CORPUS CHRISTI, Texas — Nueces County health officials confirmed Tuesday, the death of a 6-week-old baby boy on July 10th was indeed the result of COVID-19 complications.
The findings came from the final autopsy report just released by the Nueces County medical examiner.
"The cause of death is from the medical complications of COVID-19 viral infection," said Dr. Srikanth Ramachandruni, Local Health Authority with Nueces County.
The official cause of death confirming what health officials originally suspected that the death of a 6-week-old baby was linked to the coronavirus.
"The medical examiner found microscopic blood clots, in the lungs, spleen, and pancreas consistent with COVID-19 complications," said Dr. Ramachandruni.
The findings from the autopsy report came two months following the tragic death of the infant.
The baby was taken to the emergency room at Driscoll Children's Hospital back on June 30th with a fever and congestion. He was found to be positive with COVID-19.
The baby was treated with antibiotics, responded well, and ultimately released from the doctor's care.
"At home approximately a week later, 911 was contacted by the family and reported the baby was unresponsive. The baby was not able to be resuscitated and was later pronounced dead," said Dr. Ramachandruni.
Health officials said the autopsy report took time to complete in order to confirm the cause because while the infant tested positive a week before his death, another test postmortem was negative.
"The time of it is we also need to make sure we have to be safe with the toxin, the COVID situation, so they need to take the proper precautions and test the samples. You have to test every pathology sample from each and every organ tissue, and verify whether if it's COVID or not," said Dr. Ramachandruni.
The baby is the first child to die with COVID-19 in Nueces County.
Health officials continue to stress the importance of practicing good habits like wearing a mask and washing hands to protect other babies and small children while in public.
"Babies, we all know when a baby is born, they are a vulnerable population. They don't have all their antibodies and all their immunities built up yet," said Annette Rodriguez, the public health director for Nueces County.
Rodriguez said if you must go out, leave the baby or child home with another member of the household if you are able to do so.

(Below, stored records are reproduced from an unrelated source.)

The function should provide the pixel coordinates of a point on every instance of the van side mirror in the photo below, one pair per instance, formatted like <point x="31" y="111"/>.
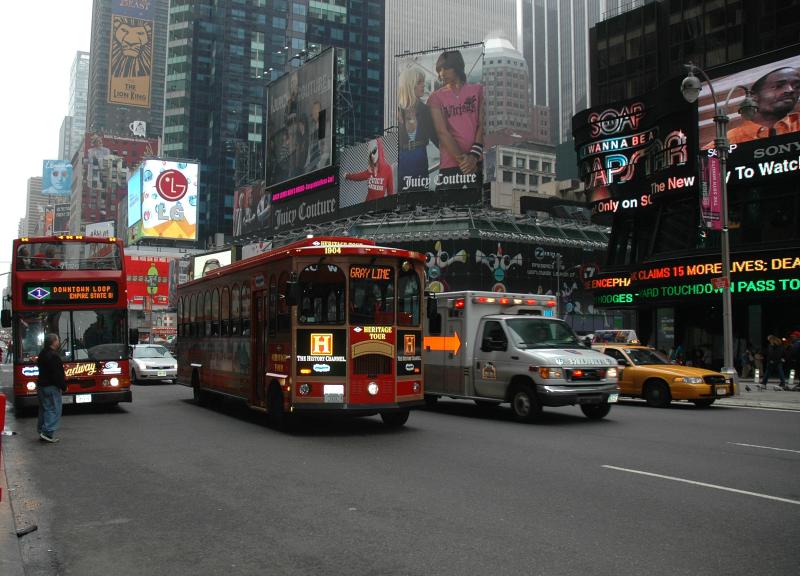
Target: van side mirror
<point x="292" y="293"/>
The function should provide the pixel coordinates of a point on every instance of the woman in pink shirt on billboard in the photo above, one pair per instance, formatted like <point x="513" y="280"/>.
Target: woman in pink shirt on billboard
<point x="457" y="109"/>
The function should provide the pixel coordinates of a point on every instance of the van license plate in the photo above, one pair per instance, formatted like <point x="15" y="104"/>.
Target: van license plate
<point x="334" y="393"/>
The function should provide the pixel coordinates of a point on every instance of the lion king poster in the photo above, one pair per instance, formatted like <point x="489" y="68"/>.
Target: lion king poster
<point x="131" y="54"/>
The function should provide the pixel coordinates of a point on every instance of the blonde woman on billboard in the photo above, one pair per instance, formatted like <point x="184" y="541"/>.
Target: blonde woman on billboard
<point x="416" y="129"/>
<point x="457" y="109"/>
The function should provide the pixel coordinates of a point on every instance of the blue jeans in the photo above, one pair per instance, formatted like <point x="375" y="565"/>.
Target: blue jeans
<point x="49" y="409"/>
<point x="770" y="368"/>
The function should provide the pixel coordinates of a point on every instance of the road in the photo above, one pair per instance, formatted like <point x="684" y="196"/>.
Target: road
<point x="162" y="486"/>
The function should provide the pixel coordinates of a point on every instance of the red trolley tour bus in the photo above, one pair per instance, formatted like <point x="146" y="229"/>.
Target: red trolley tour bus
<point x="75" y="287"/>
<point x="324" y="324"/>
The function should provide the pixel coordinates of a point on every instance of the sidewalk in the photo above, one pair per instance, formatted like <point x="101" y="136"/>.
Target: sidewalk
<point x="770" y="398"/>
<point x="10" y="554"/>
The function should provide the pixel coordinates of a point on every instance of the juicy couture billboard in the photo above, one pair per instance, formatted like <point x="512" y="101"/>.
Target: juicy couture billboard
<point x="632" y="151"/>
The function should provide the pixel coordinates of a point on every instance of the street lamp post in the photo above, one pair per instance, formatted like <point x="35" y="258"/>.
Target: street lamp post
<point x="690" y="87"/>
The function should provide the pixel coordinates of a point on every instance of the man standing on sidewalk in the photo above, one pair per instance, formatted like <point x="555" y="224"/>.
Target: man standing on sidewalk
<point x="52" y="382"/>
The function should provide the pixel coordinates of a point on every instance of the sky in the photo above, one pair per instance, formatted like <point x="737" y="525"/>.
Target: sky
<point x="40" y="40"/>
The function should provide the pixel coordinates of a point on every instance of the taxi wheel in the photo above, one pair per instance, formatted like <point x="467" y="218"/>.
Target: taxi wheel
<point x="703" y="403"/>
<point x="657" y="394"/>
<point x="525" y="404"/>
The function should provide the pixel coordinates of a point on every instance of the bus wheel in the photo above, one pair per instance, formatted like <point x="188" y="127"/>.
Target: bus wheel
<point x="395" y="419"/>
<point x="278" y="419"/>
<point x="525" y="404"/>
<point x="657" y="395"/>
<point x="596" y="411"/>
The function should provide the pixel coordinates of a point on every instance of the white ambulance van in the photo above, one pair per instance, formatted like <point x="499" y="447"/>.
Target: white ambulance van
<point x="493" y="347"/>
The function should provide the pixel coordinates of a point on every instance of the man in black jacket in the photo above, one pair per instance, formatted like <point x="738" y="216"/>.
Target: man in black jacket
<point x="52" y="382"/>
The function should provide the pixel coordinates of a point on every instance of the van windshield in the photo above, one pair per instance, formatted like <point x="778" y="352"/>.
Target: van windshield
<point x="530" y="332"/>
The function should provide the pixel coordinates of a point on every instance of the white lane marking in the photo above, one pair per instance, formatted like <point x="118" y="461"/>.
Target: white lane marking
<point x="764" y="447"/>
<point x="703" y="484"/>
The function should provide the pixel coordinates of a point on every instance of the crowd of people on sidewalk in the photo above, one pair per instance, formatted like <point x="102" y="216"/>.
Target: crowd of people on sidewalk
<point x="777" y="358"/>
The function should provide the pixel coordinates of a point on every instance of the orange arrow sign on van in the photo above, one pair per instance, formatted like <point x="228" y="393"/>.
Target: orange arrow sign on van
<point x="452" y="343"/>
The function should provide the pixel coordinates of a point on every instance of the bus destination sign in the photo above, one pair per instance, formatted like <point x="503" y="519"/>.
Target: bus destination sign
<point x="65" y="293"/>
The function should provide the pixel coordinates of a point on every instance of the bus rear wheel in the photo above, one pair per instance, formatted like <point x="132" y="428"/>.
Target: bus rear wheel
<point x="395" y="419"/>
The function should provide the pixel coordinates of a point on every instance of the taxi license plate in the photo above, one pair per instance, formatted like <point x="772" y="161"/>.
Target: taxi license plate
<point x="334" y="393"/>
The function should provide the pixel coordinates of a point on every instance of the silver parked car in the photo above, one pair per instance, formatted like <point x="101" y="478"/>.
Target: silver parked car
<point x="152" y="362"/>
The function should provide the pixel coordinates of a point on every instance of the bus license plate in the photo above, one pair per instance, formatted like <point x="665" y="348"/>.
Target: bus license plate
<point x="334" y="393"/>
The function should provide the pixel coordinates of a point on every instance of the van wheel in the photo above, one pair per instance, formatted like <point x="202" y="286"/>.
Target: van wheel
<point x="596" y="411"/>
<point x="394" y="419"/>
<point x="279" y="419"/>
<point x="525" y="404"/>
<point x="657" y="394"/>
<point x="704" y="402"/>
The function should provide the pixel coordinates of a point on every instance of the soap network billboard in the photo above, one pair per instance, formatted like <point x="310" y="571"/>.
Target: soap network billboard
<point x="148" y="280"/>
<point x="166" y="206"/>
<point x="634" y="150"/>
<point x="767" y="146"/>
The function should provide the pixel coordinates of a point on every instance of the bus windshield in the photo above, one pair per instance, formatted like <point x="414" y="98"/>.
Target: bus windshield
<point x="68" y="256"/>
<point x="84" y="334"/>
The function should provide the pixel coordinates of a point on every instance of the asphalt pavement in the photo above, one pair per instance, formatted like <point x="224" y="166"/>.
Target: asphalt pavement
<point x="10" y="554"/>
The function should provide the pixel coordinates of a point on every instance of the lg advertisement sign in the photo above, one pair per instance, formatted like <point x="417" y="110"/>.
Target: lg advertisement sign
<point x="768" y="145"/>
<point x="162" y="200"/>
<point x="632" y="151"/>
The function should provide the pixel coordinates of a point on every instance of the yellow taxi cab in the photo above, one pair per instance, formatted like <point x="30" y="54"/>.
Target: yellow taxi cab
<point x="646" y="373"/>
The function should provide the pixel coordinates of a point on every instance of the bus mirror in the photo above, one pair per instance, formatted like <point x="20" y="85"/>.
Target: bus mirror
<point x="292" y="293"/>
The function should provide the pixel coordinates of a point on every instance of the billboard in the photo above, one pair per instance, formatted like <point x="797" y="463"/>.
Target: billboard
<point x="168" y="200"/>
<point x="252" y="209"/>
<point x="767" y="145"/>
<point x="148" y="280"/>
<point x="56" y="177"/>
<point x="299" y="121"/>
<point x="61" y="219"/>
<point x="631" y="151"/>
<point x="367" y="171"/>
<point x="130" y="62"/>
<point x="441" y="93"/>
<point x="100" y="229"/>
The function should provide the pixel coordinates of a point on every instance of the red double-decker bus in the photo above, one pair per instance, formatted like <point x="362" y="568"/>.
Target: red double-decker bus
<point x="324" y="324"/>
<point x="75" y="287"/>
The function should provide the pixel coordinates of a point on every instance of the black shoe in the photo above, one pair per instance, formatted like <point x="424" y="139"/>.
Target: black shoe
<point x="48" y="437"/>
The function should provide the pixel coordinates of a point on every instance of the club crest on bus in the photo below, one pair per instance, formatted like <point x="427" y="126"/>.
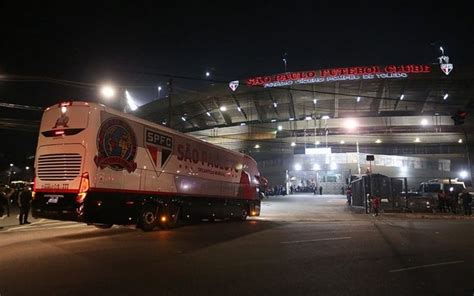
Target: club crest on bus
<point x="116" y="146"/>
<point x="62" y="121"/>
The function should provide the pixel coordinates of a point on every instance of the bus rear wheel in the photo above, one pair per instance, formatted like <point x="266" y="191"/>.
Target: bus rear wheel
<point x="103" y="226"/>
<point x="148" y="218"/>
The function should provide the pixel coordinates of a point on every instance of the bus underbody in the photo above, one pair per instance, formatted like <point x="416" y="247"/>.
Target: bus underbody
<point x="146" y="211"/>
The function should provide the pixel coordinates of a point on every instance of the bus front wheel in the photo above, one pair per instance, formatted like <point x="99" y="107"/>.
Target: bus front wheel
<point x="148" y="218"/>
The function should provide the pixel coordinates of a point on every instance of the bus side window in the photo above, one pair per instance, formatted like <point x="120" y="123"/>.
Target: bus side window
<point x="421" y="189"/>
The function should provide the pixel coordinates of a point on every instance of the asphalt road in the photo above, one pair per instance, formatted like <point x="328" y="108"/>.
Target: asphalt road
<point x="301" y="245"/>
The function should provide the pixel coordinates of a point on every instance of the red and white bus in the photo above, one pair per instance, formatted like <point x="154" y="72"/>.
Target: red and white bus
<point x="100" y="166"/>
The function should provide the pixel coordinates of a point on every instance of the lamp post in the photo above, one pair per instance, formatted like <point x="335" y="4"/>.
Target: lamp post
<point x="352" y="125"/>
<point x="10" y="173"/>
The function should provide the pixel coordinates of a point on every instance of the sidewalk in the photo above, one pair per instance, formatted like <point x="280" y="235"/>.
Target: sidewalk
<point x="416" y="215"/>
<point x="13" y="220"/>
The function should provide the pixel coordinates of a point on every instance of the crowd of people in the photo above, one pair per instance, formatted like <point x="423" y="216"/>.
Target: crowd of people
<point x="449" y="202"/>
<point x="21" y="197"/>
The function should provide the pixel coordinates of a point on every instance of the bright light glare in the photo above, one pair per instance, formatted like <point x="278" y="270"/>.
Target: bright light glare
<point x="350" y="124"/>
<point x="107" y="91"/>
<point x="130" y="101"/>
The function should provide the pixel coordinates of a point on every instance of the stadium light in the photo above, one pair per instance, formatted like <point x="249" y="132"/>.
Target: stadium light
<point x="130" y="101"/>
<point x="351" y="124"/>
<point x="108" y="91"/>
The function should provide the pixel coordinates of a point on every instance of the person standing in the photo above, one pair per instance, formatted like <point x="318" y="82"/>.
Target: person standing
<point x="441" y="201"/>
<point x="376" y="205"/>
<point x="24" y="201"/>
<point x="349" y="195"/>
<point x="466" y="202"/>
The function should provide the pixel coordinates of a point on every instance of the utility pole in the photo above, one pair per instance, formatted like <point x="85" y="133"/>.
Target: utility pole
<point x="170" y="106"/>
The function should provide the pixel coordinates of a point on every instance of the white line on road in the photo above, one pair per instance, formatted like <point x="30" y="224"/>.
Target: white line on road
<point x="426" y="266"/>
<point x="317" y="240"/>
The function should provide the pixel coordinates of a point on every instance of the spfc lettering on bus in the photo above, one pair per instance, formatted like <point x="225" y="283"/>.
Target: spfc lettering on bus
<point x="159" y="146"/>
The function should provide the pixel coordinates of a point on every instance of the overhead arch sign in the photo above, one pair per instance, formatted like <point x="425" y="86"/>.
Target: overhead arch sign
<point x="338" y="74"/>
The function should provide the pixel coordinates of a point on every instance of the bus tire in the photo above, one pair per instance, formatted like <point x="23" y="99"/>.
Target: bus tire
<point x="148" y="218"/>
<point x="173" y="220"/>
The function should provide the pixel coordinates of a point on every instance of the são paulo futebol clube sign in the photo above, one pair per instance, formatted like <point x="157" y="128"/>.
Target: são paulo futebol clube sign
<point x="337" y="74"/>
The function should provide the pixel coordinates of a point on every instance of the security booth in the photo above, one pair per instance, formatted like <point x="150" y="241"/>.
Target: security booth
<point x="390" y="190"/>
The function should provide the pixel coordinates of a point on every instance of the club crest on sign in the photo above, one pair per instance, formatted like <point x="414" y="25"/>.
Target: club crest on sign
<point x="233" y="85"/>
<point x="444" y="64"/>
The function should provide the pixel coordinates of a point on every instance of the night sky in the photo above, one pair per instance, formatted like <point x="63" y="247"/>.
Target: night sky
<point x="131" y="44"/>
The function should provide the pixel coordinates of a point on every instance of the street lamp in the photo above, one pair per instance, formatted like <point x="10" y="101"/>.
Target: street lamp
<point x="351" y="125"/>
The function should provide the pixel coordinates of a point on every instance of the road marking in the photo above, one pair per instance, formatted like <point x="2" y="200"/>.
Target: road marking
<point x="317" y="240"/>
<point x="427" y="265"/>
<point x="46" y="225"/>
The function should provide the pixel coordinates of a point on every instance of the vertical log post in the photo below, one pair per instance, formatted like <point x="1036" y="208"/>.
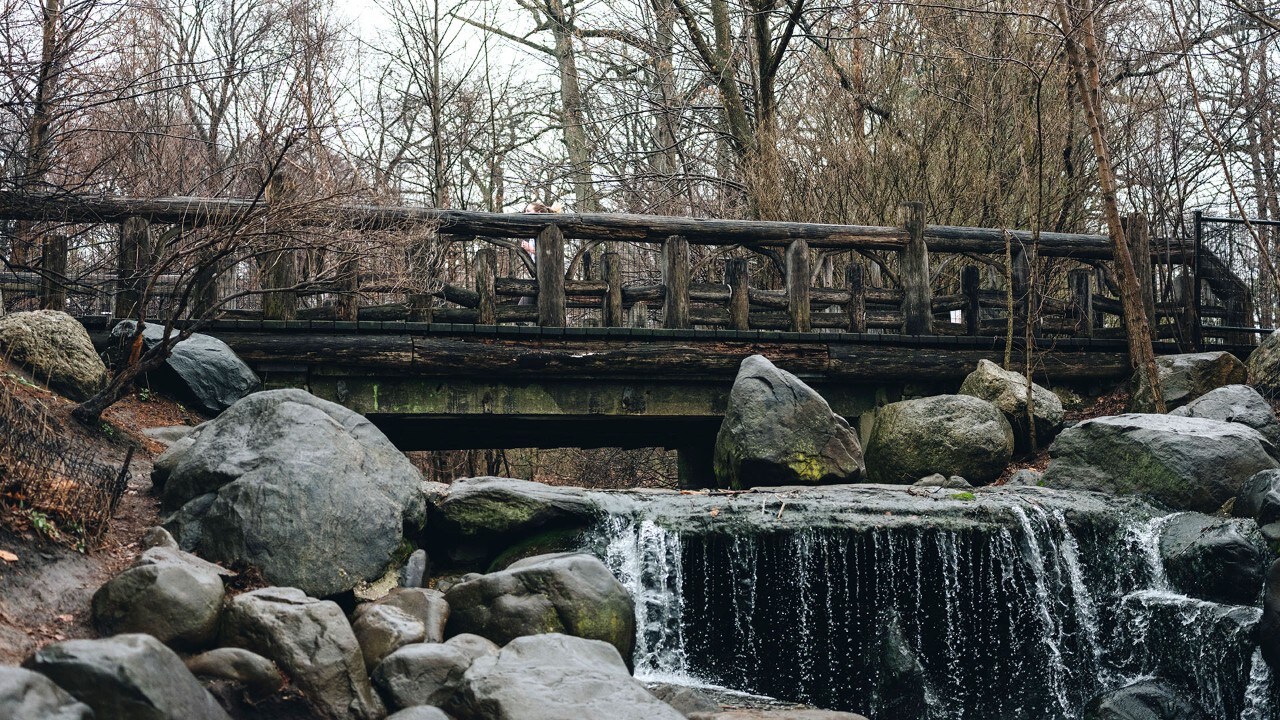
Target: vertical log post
<point x="53" y="277"/>
<point x="1138" y="233"/>
<point x="1023" y="301"/>
<point x="1080" y="281"/>
<point x="737" y="278"/>
<point x="133" y="258"/>
<point x="675" y="278"/>
<point x="918" y="297"/>
<point x="611" y="310"/>
<point x="856" y="305"/>
<point x="798" y="286"/>
<point x="279" y="270"/>
<point x="487" y="268"/>
<point x="970" y="283"/>
<point x="551" y="277"/>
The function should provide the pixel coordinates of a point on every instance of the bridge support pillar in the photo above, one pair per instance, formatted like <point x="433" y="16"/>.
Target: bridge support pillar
<point x="696" y="466"/>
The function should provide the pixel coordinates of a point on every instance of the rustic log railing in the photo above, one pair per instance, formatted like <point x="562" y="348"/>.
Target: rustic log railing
<point x="1074" y="305"/>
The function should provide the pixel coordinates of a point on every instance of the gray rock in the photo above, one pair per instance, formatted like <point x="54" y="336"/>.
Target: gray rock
<point x="778" y="431"/>
<point x="472" y="646"/>
<point x="483" y="516"/>
<point x="158" y="537"/>
<point x="557" y="677"/>
<point x="1260" y="499"/>
<point x="1264" y="365"/>
<point x="127" y="678"/>
<point x="1008" y="391"/>
<point x="425" y="605"/>
<point x="570" y="593"/>
<point x="940" y="481"/>
<point x="311" y="641"/>
<point x="307" y="491"/>
<point x="1235" y="404"/>
<point x="1025" y="477"/>
<point x="421" y="674"/>
<point x="31" y="696"/>
<point x="1185" y="377"/>
<point x="201" y="369"/>
<point x="419" y="712"/>
<point x="688" y="701"/>
<point x="415" y="570"/>
<point x="55" y="349"/>
<point x="383" y="629"/>
<point x="1215" y="559"/>
<point x="952" y="434"/>
<point x="1144" y="700"/>
<point x="174" y="601"/>
<point x="256" y="674"/>
<point x="1184" y="463"/>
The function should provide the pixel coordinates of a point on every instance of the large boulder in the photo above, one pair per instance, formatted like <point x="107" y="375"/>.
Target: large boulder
<point x="55" y="349"/>
<point x="1144" y="700"/>
<point x="311" y="642"/>
<point x="309" y="492"/>
<point x="1008" y="391"/>
<point x="480" y="518"/>
<point x="128" y="677"/>
<point x="200" y="369"/>
<point x="1185" y="377"/>
<point x="778" y="432"/>
<point x="1264" y="364"/>
<point x="1183" y="463"/>
<point x="421" y="674"/>
<point x="952" y="434"/>
<point x="556" y="677"/>
<point x="1215" y="559"/>
<point x="31" y="696"/>
<point x="164" y="595"/>
<point x="1235" y="404"/>
<point x="571" y="593"/>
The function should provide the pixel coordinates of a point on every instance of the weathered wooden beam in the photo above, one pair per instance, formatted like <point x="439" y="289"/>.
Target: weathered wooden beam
<point x="675" y="279"/>
<point x="798" y="286"/>
<point x="914" y="260"/>
<point x="855" y="309"/>
<point x="611" y="309"/>
<point x="739" y="302"/>
<point x="551" y="277"/>
<point x="487" y="264"/>
<point x="970" y="285"/>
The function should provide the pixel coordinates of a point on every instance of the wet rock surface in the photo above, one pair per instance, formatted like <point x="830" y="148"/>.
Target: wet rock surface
<point x="309" y="492"/>
<point x="780" y="431"/>
<point x="127" y="677"/>
<point x="950" y="434"/>
<point x="1183" y="463"/>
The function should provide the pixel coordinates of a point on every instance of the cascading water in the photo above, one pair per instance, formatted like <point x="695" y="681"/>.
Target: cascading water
<point x="1025" y="610"/>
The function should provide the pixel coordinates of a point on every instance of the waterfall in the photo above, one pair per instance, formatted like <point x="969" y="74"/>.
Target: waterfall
<point x="1029" y="614"/>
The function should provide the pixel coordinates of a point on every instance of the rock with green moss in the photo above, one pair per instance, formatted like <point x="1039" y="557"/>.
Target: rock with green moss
<point x="484" y="518"/>
<point x="1183" y="463"/>
<point x="952" y="434"/>
<point x="778" y="431"/>
<point x="1185" y="377"/>
<point x="571" y="593"/>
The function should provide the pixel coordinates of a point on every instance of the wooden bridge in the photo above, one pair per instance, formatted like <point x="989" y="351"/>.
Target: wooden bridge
<point x="574" y="355"/>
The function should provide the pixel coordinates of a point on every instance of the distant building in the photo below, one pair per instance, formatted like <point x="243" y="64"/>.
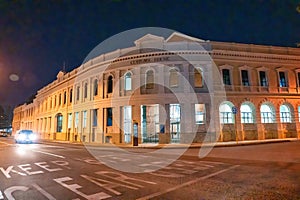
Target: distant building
<point x="90" y="104"/>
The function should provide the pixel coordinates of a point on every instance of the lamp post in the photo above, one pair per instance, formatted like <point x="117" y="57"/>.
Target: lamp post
<point x="234" y="111"/>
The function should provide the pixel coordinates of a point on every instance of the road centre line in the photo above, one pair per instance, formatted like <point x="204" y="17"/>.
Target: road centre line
<point x="50" y="154"/>
<point x="187" y="183"/>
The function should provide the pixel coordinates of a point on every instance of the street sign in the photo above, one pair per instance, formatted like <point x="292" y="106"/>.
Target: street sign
<point x="234" y="110"/>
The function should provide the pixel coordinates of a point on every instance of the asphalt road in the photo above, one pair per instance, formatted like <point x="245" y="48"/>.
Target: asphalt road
<point x="73" y="171"/>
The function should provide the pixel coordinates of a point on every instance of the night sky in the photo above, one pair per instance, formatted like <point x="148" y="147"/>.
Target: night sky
<point x="37" y="38"/>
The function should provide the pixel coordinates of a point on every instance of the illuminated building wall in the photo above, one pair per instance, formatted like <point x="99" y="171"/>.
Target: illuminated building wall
<point x="262" y="82"/>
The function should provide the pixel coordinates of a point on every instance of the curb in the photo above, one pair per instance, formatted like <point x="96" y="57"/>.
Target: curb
<point x="176" y="146"/>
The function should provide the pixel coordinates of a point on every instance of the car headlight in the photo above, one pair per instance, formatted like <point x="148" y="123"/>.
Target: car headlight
<point x="32" y="137"/>
<point x="21" y="137"/>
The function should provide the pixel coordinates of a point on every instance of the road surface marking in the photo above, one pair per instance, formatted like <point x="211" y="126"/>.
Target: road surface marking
<point x="6" y="143"/>
<point x="50" y="154"/>
<point x="187" y="183"/>
<point x="46" y="194"/>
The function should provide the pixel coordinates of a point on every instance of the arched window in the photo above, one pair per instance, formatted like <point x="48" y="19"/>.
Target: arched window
<point x="198" y="77"/>
<point x="71" y="95"/>
<point x="267" y="114"/>
<point x="127" y="81"/>
<point x="109" y="84"/>
<point x="225" y="111"/>
<point x="173" y="79"/>
<point x="95" y="87"/>
<point x="246" y="114"/>
<point x="150" y="79"/>
<point x="85" y="90"/>
<point x="285" y="114"/>
<point x="59" y="122"/>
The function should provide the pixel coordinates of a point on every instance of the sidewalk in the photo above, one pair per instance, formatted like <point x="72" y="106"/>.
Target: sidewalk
<point x="173" y="145"/>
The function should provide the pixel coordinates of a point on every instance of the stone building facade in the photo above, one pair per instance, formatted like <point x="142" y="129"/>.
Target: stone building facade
<point x="164" y="91"/>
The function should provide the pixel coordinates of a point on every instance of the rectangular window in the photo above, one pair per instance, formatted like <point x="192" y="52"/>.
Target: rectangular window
<point x="198" y="78"/>
<point x="84" y="116"/>
<point x="150" y="123"/>
<point x="95" y="117"/>
<point x="266" y="117"/>
<point x="109" y="117"/>
<point x="245" y="78"/>
<point x="77" y="93"/>
<point x="70" y="120"/>
<point x="263" y="79"/>
<point x="285" y="117"/>
<point x="226" y="76"/>
<point x="246" y="117"/>
<point x="59" y="123"/>
<point x="282" y="79"/>
<point x="127" y="123"/>
<point x="299" y="113"/>
<point x="76" y="119"/>
<point x="226" y="118"/>
<point x="199" y="113"/>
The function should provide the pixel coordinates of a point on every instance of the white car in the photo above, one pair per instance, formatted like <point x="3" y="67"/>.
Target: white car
<point x="25" y="136"/>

If not, she said make sure to protect them with social distancing measures and keep their strollers covered with a sheet or blanket. Just be sure to check on them.
Also, as we near fall and winter seasons, experts want you to consider getting a flu shot.
"You don't want to confuse the situation with the fever, all the symptoms that are overlapping with the COVID, that will create a chaotic situation," said Dr. Ramachandruni.
Dr. Ramachandruni says the more people who get a flu shot help take the flu out of the equation.